I, however, was overcome with amazement. On a single day I had attracted the attention of a young man like Pasquale, a new school had opened up before me, and I had discovered that a person who until some time earlier had lived in the neighborhood, in the building across from ours, had published a book. This last fact proved that Lila had been right to think that such a thing could even happen to us. Of course, she had given it up now, but perhaps I, by going to that difficult school called high school, fortified by the love of Pasquale, could write one myself, as Sarratore had done. Who knows, if everything worked out for the best I would become rich before Lila with her shoe designs and her shoe factory.

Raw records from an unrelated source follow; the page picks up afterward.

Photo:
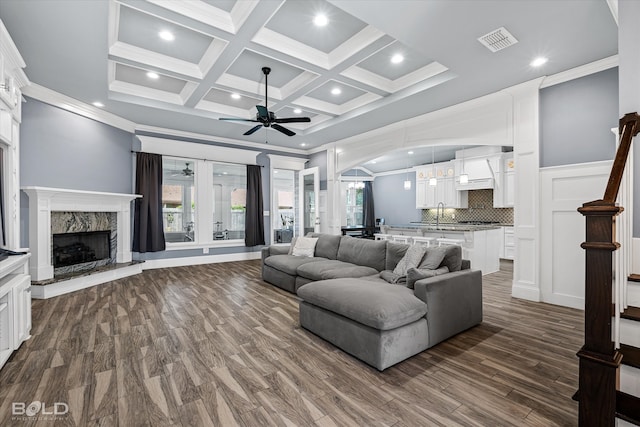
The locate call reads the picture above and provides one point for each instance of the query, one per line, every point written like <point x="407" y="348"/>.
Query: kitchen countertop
<point x="455" y="227"/>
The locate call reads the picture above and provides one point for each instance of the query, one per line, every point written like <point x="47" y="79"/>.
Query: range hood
<point x="476" y="184"/>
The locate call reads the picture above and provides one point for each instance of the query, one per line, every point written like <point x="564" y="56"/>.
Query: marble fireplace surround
<point x="43" y="201"/>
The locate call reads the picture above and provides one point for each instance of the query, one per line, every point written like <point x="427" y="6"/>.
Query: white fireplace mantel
<point x="44" y="200"/>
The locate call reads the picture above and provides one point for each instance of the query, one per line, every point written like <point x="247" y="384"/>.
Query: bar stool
<point x="401" y="238"/>
<point x="382" y="236"/>
<point x="443" y="241"/>
<point x="424" y="241"/>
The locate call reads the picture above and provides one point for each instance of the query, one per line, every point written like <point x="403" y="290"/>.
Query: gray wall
<point x="629" y="54"/>
<point x="576" y="118"/>
<point x="392" y="202"/>
<point x="64" y="150"/>
<point x="319" y="160"/>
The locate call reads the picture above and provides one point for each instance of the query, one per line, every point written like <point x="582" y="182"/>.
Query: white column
<point x="526" y="150"/>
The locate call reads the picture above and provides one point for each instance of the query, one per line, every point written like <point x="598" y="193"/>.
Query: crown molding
<point x="67" y="103"/>
<point x="216" y="139"/>
<point x="581" y="71"/>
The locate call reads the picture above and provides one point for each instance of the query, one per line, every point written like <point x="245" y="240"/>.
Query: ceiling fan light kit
<point x="266" y="118"/>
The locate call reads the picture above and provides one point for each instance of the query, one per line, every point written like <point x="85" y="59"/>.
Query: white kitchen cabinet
<point x="15" y="304"/>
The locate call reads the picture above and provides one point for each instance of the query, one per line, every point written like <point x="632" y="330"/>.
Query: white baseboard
<point x="630" y="380"/>
<point x="629" y="332"/>
<point x="197" y="260"/>
<point x="525" y="291"/>
<point x="78" y="283"/>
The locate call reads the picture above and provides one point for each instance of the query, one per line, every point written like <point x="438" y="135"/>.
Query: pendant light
<point x="433" y="181"/>
<point x="464" y="178"/>
<point x="407" y="182"/>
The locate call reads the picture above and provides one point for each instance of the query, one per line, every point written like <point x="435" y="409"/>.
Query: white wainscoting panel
<point x="563" y="189"/>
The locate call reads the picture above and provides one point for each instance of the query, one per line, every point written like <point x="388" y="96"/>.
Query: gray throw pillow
<point x="293" y="244"/>
<point x="411" y="258"/>
<point x="415" y="274"/>
<point x="434" y="258"/>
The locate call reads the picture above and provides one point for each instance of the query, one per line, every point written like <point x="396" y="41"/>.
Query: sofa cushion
<point x="433" y="258"/>
<point x="395" y="252"/>
<point x="327" y="246"/>
<point x="370" y="253"/>
<point x="289" y="263"/>
<point x="333" y="269"/>
<point x="304" y="246"/>
<point x="411" y="259"/>
<point x="415" y="274"/>
<point x="381" y="306"/>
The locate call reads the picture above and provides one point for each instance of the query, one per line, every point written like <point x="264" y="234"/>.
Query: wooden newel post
<point x="599" y="360"/>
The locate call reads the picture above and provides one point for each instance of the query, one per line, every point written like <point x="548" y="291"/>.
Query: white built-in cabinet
<point x="504" y="190"/>
<point x="429" y="196"/>
<point x="15" y="282"/>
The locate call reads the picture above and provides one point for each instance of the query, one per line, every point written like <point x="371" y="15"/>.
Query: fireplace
<point x="74" y="249"/>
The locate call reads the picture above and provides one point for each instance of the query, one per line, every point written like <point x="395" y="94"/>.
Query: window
<point x="284" y="200"/>
<point x="178" y="199"/>
<point x="354" y="203"/>
<point x="229" y="200"/>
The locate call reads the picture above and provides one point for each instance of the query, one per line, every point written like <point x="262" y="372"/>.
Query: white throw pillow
<point x="304" y="246"/>
<point x="411" y="258"/>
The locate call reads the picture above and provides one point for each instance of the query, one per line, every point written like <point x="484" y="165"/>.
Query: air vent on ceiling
<point x="498" y="39"/>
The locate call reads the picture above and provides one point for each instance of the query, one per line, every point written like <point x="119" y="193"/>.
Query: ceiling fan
<point x="268" y="119"/>
<point x="184" y="172"/>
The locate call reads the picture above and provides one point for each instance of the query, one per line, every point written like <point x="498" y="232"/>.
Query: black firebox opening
<point x="78" y="248"/>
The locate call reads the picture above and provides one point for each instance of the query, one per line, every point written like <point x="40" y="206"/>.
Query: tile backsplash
<point x="480" y="209"/>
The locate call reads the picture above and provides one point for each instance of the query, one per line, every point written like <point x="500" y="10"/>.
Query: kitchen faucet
<point x="438" y="214"/>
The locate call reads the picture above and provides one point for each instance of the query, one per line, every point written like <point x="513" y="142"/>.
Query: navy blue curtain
<point x="148" y="233"/>
<point x="369" y="216"/>
<point x="254" y="220"/>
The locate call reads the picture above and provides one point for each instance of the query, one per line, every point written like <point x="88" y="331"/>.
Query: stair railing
<point x="599" y="357"/>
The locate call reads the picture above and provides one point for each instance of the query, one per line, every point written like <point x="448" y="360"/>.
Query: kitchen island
<point x="480" y="242"/>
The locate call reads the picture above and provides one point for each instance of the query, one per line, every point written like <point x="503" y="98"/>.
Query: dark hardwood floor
<point x="213" y="345"/>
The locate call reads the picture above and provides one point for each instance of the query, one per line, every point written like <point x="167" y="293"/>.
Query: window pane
<point x="229" y="200"/>
<point x="178" y="199"/>
<point x="284" y="205"/>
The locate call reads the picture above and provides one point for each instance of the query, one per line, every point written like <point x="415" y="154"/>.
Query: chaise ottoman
<point x="377" y="322"/>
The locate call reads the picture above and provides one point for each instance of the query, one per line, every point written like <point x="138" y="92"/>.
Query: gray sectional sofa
<point x="347" y="298"/>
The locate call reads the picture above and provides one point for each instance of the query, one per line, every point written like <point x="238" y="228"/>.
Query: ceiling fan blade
<point x="263" y="112"/>
<point x="283" y="129"/>
<point x="237" y="120"/>
<point x="293" y="120"/>
<point x="252" y="130"/>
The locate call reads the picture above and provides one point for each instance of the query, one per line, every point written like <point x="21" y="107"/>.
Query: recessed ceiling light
<point x="320" y="20"/>
<point x="166" y="35"/>
<point x="397" y="58"/>
<point x="541" y="60"/>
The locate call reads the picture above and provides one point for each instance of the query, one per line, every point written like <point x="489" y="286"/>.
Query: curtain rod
<point x="192" y="158"/>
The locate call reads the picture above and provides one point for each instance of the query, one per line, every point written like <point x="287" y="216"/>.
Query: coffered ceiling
<point x="105" y="50"/>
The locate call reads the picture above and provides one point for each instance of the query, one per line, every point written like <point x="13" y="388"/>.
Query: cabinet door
<point x="22" y="310"/>
<point x="509" y="184"/>
<point x="421" y="194"/>
<point x="431" y="200"/>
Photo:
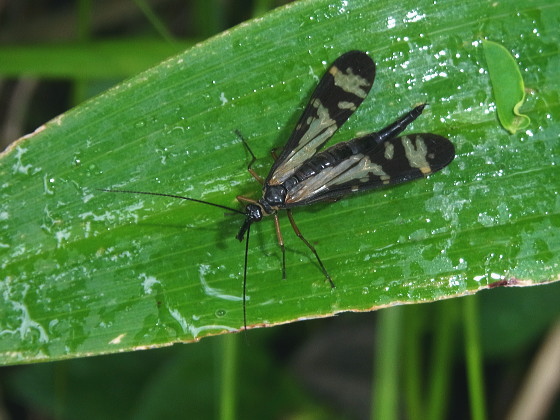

The next day I went secretly to meet Pasquale Peluso. He arrived out of breath and sweaty in his work clothes, spotted all over with splotches of white plaster. On the way I told him the story of Donato and Melina. I told him that in these latest events was the proof that Melina wasn’t mad, that Donato really had been in love with her and still loved her. But as I spoke, even as Pasquale agreed with me, revealing a sensitivity about things to do with love, I realized that, of these developments, what continued to excite me more than anything else was the fact that Donato Sarratore had published a book. That employee of the state railroad had become the author of a volume that Maestro Ferraro might very well put in the library and lend. Therefore, I said to Pasquale, we had all known not an ordinary man, put upon by the nagging of his wife, Lidia, but a poet. Therefore, right before our eyes a tragic love had been born, inspired by a person we knew very well, that is to say Melina. I was very excited, my heart was pounding. But I realized that here Pasquale couldn’t follow me, he said yes only so as not to contradict me. And in fact after a while he became evasive, and began to ask me questions about Lila: how she had been at school, what I thought of her, if we were close friends. I answered willingly: it was the first time anyone had asked me about our friendship and I talked about it enthusiastically the whole way. Also for the first time, I felt how, having to search for words on a subject where I didn’t have words ready, I tended to reduce the relationship between Lila and me to extreme declarations that were all exaggeratedly positive.
When we got to the shoemaker’s shop we were still talking about it. Fernando had gone home for the afternoon rest, but Lila and Rino stood next to each other scowling, bent over something that they looked at with hostility, and as soon as they saw us outside the glass door they put it away. I handed Maestro Ferraro’s gifts to Lila, while Pasquale teased Rino, opening the prize under his nose and saying, “After you’ve read the story of this Bruges-the-dead tell me if you liked it and maybe I’ll read it, too.” They laughed a lot, and every so often whispered to each other remarks about Bruges, which were surely obscene. But I noticed that Pasquale, although he was joking with Rino, looked furtively at Lila. Why was he looking at her like that, what was he looking for, what did he see there? They were long, intense looks that she didn’t seem to be aware of, while — it seemed to me — Rino was even more aware of them than I was, and he soon drew Pasquale out into the street as if to keep us from hearing what was so funny about Bruges, but in reality irritated by the way his friend was looking at his sister.